COL Stefan Banach (USA-Ret.) is a Distinguished Member of the 75th Ranger Regiment and served in that organization for nine years, culminating with command of the 3rd Ranger Battalion from 2001-2003. He led U.S. Army Rangers during a historic night combat parachute assault into Afghanistan on October 19, 2001, as the “spearhead” for the Global War on Terror. Steve subsequently led U.S. Army Rangers in a second combat parachute assault into Al Anbar Province in western Iraq in 2003.  He served with distinction in the United States Army from 1983 to 2010. Since then, he has provided executive consulting services to a diverse range of clients at a number of prestigious institutions.  Steve Banach also serves as the Director, Army Management Staff College, an element of Army University responsible for “igniting the leadership potential for every Army civilian.”
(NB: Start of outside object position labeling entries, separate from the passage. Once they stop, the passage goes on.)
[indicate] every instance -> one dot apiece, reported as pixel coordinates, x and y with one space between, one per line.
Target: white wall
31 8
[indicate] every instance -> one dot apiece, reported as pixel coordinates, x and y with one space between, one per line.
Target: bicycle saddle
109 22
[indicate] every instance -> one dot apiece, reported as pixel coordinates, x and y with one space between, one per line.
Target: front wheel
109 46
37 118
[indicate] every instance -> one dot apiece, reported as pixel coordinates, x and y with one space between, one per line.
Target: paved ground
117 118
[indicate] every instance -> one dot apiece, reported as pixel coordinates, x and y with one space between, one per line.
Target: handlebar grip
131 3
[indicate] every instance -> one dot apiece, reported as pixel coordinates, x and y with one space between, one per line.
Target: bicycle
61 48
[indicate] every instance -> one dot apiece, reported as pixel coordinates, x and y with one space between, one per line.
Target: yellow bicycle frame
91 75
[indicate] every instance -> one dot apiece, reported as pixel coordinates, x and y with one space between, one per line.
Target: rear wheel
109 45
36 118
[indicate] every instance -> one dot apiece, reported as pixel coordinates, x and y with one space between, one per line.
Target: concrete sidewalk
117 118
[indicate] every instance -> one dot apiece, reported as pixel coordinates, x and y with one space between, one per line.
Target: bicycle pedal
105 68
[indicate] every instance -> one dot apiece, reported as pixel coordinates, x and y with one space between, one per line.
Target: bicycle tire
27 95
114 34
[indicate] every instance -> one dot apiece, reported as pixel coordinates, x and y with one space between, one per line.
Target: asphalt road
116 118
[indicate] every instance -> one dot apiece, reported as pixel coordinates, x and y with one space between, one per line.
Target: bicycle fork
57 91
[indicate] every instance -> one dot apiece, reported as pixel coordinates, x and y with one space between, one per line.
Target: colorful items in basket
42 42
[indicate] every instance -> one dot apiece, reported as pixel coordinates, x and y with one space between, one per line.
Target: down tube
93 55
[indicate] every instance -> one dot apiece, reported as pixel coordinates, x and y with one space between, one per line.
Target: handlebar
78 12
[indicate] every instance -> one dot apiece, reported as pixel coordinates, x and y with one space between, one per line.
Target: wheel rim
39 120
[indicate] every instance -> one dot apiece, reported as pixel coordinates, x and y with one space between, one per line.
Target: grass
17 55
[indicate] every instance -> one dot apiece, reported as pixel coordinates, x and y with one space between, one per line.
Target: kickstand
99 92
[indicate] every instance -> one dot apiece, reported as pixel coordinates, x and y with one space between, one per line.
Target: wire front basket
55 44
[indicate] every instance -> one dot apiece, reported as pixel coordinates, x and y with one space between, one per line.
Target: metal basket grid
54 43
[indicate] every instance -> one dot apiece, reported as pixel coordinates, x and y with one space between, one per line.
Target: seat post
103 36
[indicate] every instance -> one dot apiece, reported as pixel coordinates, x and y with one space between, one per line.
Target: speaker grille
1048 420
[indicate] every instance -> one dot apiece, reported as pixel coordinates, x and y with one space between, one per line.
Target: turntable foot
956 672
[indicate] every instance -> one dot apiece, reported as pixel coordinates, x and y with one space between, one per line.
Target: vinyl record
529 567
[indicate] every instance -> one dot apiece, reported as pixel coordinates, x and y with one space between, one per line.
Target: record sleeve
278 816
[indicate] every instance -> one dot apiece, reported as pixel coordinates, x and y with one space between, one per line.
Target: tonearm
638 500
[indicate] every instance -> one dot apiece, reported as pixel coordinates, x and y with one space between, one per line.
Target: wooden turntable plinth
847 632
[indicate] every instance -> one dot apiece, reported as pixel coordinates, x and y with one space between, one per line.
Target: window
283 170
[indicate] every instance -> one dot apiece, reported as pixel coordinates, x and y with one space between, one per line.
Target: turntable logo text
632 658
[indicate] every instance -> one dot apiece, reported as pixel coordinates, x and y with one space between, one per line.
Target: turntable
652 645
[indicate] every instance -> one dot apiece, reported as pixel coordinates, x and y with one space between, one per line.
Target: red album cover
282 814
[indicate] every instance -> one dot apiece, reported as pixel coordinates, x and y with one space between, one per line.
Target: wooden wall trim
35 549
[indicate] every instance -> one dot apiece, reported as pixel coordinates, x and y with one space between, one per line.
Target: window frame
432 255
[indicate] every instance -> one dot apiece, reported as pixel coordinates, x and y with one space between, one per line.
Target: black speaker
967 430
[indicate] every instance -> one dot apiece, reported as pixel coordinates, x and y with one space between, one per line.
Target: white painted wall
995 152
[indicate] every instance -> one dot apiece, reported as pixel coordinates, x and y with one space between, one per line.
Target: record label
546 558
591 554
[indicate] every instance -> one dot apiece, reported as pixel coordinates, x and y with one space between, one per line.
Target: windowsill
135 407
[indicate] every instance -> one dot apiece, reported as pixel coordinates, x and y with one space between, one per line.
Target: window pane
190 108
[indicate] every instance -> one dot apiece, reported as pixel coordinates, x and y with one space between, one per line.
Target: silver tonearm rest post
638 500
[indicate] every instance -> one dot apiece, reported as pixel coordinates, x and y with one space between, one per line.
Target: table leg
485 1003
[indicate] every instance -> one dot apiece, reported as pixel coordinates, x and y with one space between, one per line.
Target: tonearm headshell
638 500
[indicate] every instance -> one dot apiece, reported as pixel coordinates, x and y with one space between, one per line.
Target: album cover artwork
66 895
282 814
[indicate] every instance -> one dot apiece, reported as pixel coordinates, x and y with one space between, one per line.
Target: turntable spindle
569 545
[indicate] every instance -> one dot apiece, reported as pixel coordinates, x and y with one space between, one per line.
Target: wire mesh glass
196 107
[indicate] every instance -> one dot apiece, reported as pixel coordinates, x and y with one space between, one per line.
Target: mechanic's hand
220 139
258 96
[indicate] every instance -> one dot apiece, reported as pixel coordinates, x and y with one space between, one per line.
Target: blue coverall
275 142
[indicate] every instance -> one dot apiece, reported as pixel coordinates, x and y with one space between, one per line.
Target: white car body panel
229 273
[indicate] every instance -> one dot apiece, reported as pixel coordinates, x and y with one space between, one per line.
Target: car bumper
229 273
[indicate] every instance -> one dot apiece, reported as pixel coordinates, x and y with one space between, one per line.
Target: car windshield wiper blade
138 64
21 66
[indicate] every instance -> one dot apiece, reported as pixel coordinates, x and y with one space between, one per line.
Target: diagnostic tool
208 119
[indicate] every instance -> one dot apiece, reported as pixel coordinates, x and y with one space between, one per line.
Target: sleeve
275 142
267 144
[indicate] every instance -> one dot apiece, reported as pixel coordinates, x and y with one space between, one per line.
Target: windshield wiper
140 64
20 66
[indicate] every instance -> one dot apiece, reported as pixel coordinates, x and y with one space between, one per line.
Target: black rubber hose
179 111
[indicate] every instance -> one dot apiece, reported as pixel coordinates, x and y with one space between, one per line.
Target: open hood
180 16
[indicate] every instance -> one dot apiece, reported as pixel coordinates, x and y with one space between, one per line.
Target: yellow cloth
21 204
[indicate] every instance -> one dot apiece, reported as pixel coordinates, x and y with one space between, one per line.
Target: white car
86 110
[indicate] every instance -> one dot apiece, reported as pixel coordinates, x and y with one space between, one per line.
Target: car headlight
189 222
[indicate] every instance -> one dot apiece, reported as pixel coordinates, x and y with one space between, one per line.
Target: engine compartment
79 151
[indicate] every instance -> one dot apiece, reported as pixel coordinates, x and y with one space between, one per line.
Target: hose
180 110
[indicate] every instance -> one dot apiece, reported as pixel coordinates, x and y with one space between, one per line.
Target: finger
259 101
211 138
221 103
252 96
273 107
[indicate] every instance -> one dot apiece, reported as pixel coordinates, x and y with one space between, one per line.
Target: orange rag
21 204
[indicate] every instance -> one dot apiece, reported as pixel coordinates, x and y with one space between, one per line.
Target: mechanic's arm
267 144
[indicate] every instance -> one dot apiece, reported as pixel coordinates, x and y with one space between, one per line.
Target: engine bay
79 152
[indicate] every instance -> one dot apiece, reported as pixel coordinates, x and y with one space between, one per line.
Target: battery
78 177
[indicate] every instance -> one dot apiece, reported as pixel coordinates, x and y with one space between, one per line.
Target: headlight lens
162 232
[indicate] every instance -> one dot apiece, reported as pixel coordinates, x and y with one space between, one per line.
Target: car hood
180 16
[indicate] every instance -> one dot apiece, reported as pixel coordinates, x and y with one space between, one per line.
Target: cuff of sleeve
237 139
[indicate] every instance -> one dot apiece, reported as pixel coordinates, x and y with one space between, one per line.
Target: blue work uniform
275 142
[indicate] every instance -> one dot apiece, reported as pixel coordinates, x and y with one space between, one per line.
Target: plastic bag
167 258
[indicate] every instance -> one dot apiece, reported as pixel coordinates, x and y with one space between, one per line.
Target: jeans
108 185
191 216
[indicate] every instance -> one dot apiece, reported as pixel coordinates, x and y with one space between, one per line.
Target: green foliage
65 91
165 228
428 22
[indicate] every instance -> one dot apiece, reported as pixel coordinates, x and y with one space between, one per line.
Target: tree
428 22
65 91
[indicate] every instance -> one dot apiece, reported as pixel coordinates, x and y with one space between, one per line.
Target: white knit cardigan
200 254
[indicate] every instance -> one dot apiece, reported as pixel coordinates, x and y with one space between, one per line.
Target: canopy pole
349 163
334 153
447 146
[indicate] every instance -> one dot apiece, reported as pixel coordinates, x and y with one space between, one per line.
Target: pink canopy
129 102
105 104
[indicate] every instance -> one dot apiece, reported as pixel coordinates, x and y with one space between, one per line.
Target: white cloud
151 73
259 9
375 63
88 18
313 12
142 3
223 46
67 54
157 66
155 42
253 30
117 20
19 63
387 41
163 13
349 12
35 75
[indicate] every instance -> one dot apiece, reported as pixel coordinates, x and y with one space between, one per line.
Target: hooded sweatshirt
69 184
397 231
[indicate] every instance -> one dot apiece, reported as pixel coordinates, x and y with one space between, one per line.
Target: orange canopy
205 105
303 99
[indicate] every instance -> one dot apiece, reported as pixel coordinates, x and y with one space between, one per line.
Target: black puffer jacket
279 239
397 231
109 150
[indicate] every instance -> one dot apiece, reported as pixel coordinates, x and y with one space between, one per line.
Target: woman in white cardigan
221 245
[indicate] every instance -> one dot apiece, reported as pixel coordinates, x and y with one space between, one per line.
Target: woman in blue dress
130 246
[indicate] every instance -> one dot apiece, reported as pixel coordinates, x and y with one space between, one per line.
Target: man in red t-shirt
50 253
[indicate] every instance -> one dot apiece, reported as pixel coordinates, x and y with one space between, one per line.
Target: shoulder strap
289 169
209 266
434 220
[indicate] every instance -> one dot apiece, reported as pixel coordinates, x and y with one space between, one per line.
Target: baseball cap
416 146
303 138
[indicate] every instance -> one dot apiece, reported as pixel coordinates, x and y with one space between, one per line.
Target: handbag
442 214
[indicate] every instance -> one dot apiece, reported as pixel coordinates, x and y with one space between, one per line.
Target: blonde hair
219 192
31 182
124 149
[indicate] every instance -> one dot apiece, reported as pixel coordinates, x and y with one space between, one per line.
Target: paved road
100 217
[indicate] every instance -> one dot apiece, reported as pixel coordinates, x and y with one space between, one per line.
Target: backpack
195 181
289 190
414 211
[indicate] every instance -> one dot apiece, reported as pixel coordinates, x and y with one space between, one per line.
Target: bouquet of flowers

In our interview with Steve Banach, we discussed global entanglement, multi-reality warfare, and the urgent need for a new paradigm and cognitive approach to warfare for the U.S. Army and larger Joint Force.  The following bullet points highlight key insights from our interview:

The U.S. military needs to develop a ‘fourth Army,’ whose form and function are capable of gaining logic from disorder. This Army will be better prepared to operate in the multi-reality, technologically integrated battlespace that is already upon us.

The next war will be characterized by operations within the virtual battlespace. To prepare for this phase of warfare, the U.S. Army needs to develop new mental models to understand the vulnerabilities that arise from an increasingly interconnected world.  Such an effort should feature the development of a ‘virtual battlespace maneuver’

Our adversaries are working to integrate technologies from autonomous weapons systems to social media to dominate this new battlespace. Future adversaries will not always be on a physical battleground, but the impacts of their operations will be felt both by the U.S. military and civilian population as they seek to create systemic shock and paralysis. The Army should redevelop its total force design and increase its operational arc to prepare the United States for this new form of conflict.

Weapons of ‘mass deception’ will be increasingly prevalent in conflict, as social media is manipulated to prevent population education and engagement with critical issues. The United States should increase awareness of this threat via programs in both civilian and military education.